Meta Shares AI Translator for Languages Without Written Forms
We’re developing AI for real-time speech translation to break down language barriers in the physical world and in the metaverse.https://t.co/PC0BzLCHAr pic.twitter.com/wW8NlyndmM
— Meta Newsroom (@MetaNewsroom) October 19, 2022
Meta has released an AI translation model for languages with limited or no written form. Researchers at the tech giant demonstrated the now open-source software by translating Hokkien, a language related to Mandarin and spoken by around 46 million people in southern mainland China, Taiwan, Singapore, and parts of Malaysia and the Philippines. Hokkien is largely oral, with no standardized written version, and thus a challenge for direct translation.
Hokkien AI
As seen in the video at the top, the AI translation for Hokkien is at least partly a success. The researchers, under the umbrella of Meta’s Universal Speech Translator (UST) project, devised the model by first relying on Mandarin as an intermediate language between Hokkien and English, bolstered by reviews from native Hokkien speakers to devise the speech-to-speech translation option. Despite its accuracy, the model is limited to one sentence at a time and is still far more limited than similar software for languages with written libraries to draw from. That’s partly why Meta made the model open-source, to encourage developers to improve it and to look to do the same for other languages with limited translation technology options. Until now, AI translation has mainly focused on written languages. Yet Hokkien is far from unique in its oral emphasis. Languages with no standard or common writing system account for an estimated half of the more than 7,000 living languages around today.

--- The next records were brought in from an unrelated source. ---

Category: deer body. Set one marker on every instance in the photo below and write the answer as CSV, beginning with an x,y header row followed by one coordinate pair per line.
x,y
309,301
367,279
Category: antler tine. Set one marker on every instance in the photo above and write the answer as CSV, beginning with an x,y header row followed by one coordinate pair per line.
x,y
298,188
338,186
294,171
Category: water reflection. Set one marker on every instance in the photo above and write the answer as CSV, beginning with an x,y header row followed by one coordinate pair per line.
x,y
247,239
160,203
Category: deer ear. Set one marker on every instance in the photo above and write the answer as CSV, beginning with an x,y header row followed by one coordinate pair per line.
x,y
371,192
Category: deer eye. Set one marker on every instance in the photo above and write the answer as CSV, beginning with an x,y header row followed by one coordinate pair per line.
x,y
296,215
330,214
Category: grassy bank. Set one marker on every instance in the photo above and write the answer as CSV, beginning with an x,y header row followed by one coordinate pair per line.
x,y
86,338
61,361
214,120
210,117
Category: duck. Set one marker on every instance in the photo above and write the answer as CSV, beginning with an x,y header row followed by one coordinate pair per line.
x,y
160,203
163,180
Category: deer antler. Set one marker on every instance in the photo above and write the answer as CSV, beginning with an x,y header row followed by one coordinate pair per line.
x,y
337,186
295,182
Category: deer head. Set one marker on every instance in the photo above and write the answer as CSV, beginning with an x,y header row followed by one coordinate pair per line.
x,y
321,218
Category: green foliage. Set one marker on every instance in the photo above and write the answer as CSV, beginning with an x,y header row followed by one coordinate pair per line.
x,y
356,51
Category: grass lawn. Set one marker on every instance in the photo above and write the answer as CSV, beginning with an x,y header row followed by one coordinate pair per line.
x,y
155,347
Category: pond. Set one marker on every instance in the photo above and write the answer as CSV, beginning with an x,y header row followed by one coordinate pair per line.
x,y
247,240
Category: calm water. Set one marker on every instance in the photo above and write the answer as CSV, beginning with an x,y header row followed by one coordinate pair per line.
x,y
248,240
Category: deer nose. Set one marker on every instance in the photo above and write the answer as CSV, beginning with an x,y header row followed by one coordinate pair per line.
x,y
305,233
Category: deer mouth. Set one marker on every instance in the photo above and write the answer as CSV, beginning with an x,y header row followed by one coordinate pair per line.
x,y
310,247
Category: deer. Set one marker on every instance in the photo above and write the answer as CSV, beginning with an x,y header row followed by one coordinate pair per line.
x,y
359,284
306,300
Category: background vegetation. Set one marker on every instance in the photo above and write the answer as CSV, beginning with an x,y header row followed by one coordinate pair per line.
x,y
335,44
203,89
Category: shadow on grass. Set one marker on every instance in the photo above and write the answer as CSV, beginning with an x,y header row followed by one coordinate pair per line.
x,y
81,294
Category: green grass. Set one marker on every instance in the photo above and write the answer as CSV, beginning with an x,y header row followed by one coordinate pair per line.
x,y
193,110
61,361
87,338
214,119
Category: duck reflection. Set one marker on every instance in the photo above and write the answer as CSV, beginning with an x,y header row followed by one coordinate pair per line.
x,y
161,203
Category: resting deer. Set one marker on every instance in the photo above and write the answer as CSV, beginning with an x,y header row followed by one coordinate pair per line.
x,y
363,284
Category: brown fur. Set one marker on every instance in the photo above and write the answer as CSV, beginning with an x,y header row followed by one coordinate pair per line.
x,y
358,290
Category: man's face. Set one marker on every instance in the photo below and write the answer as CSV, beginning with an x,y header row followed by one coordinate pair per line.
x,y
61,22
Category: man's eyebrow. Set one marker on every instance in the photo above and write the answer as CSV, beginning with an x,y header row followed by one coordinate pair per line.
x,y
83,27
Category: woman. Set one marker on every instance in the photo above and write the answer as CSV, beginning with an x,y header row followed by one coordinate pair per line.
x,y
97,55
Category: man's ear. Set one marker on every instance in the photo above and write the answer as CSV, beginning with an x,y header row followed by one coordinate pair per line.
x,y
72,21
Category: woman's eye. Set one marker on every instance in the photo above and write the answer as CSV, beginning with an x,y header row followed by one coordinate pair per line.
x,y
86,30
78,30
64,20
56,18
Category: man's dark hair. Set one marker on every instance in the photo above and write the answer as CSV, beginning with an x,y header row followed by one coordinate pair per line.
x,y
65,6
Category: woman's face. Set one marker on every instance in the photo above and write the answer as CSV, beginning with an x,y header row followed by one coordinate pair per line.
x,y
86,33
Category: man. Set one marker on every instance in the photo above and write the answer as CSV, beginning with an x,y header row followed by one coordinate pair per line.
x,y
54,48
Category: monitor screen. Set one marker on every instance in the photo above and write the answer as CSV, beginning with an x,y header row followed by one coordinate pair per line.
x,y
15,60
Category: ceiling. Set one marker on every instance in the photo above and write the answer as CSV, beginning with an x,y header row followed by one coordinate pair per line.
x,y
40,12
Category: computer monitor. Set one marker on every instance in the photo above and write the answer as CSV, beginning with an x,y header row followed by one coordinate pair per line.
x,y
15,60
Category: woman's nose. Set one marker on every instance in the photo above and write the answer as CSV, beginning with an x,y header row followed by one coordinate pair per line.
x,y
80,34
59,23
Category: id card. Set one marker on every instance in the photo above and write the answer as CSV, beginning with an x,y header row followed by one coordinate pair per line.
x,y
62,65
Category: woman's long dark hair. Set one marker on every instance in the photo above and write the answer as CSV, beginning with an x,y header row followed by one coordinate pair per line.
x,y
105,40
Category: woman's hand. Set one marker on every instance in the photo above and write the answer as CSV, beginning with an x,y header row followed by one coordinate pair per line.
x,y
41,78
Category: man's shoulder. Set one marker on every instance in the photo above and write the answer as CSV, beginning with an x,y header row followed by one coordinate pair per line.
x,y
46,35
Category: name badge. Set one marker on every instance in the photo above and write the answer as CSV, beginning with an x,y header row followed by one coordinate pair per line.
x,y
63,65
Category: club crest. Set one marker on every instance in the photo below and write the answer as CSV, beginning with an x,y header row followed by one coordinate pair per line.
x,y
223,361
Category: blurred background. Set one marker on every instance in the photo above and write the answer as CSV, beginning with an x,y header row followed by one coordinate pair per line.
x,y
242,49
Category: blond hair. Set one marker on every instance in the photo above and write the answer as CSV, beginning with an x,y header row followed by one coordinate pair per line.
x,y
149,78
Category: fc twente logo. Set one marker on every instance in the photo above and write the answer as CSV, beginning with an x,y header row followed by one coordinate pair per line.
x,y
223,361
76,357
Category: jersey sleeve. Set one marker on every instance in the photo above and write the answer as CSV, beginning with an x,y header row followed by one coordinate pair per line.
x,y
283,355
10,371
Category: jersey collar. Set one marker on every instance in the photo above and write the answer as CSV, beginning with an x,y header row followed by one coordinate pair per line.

“It can be a barrier to confidence, fluency, and authenticity,” Meta researcher and linguistic anthropologist Laura Brown said. “We know at Meta that there are tons of people all over the world who have their interface set to English, who use English on our platforms — even though they are much more confident in other languages and writing systems. As soon as we give them the ability to do audio in their own language, their comfort and confidence in the digital space shoot way up.”
Meta Models
The oral-only model is Meta’s latest in a series of AI translation projects. The company shared a model claiming particularly high-quality translations among 200 languages in July, named NLLB-200 for its roots in Meta’s No Language Left Behind (NLLB) project. The NLLB-200 model came only a couple of years after a 100-language translation model, the first to work without requiring English as an intermediary language between any of the other tongues. The latest effort also dovetails with the two giant conversational AI datasets Meta released last year, partly to widen digital technology access to those who don’t speak the most common online languages.
Meta is hardly alone in exploring AI interpreters for various purposes. Mozilla Foundation’s Common Voice project supports tech developers without access to proprietary data a few years ago. The Common Voice Database boasts more than 9,000 hours of 60 different languages and claims to be the world’s largest public domain voice dataset. Nvidia made a $1.5 million investment in Mozilla Common Voice and started working with Mozilla on voice AI and speech recognition. The global focus of the project led to a $3.4 million investment this spring to focus on creating such a resource for Kiswahili, known elsewhere as Swahili.